Martin Shkreli countersued PleasrDAO and RZA, claiming he owns 50% of Wu-Tang’s rare album until 2103, when he turns 120 years old.
Martin Shkreli just threw a legal curveball at the people who bought Wu-Tang Clan’s one-of-a-kind album.
The former pharma exec filed a countersuit Monday night in Brooklyn federal court. He’s going after PleasrDAO, the digital art collective that paid $4 million for Once Upon a Time in Shaolin.
But he’s also targeting Wu-Tang’s RZA and producer Cilvaringz.
Shkreli claims he still owns 50% of the album’s copyrights. His argument? The original 2015 contract states that his copyright stake reverts to him in 2103. That’s when he’d be 120 years old.
“The defendants violated his rights when PleasrDAO paid RZA and Cilvaringz $750,000 for that stake,” Shkreli’s legal team wrote. They say RZA and Cilvaringz basically sold “a total of 150% of the copyrights.”
That math doesn’t add up if Shkreli really owns half. PleasrDAO’s lawyer Steven Cooper isn’t buying it.

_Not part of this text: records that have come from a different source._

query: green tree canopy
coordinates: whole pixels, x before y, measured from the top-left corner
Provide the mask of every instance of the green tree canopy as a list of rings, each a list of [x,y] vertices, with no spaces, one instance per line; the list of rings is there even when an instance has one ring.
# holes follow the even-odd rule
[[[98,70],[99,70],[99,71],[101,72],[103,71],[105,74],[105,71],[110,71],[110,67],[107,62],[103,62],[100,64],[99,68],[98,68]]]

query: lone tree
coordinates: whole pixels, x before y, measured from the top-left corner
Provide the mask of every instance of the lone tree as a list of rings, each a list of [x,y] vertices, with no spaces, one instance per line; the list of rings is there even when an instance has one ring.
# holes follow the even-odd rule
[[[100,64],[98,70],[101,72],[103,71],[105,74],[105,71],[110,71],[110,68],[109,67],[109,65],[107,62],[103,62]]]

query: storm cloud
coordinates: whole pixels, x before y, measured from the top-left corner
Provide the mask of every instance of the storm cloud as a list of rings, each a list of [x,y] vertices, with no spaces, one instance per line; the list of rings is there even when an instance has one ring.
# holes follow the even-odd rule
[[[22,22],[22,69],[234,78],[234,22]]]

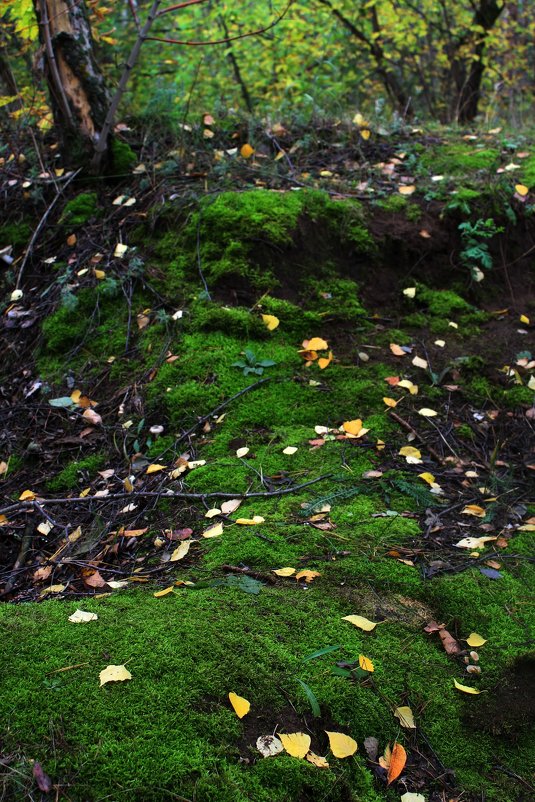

“Mr. Shkreli’s approach throughout has been to distract and delay with actions that the court has consistently and strenuously rejected,” Cooper said in an email to The Daily Record. “These counterclaims will meet the same fate.”
This whole saga started when PleasrDAO sued Shkreli in June 2024. They accused him of keeping copies of the album and livestreaming parts of it to his followers.
The collective said he violated his 2015 sale contract by doing that.
Shkreli originally bought the album for $1.5 million in 2015. But he had to give it up in 2017 after his conviction for defrauding hedge fund investors and scheming to defraud investors in his drugmaker Retrophin.
The government sold the album to PleasrDAO for about $4 million in 2021.
Last September, U.S. District Judge Pamela Chen allowed PleasrDAO’s lawsuit to proceed. She said the album’s value comes from the collective’s “ability to exploit its exclusivity to create an ‘experience’ that its competitors cannot.”
But now Shkreli is fighting back. He wants unspecified damages and profits from RZA, Cilvaringz, and PleasrDAO.
Shkreli became known as “Pharma Bro” in 2015 when he jacked up the price of the life-saving drug Daraprim from $17.50 to $750 per tablet overnight.
He was released from prison early in 2022 and is banned from the pharmaceutical industry.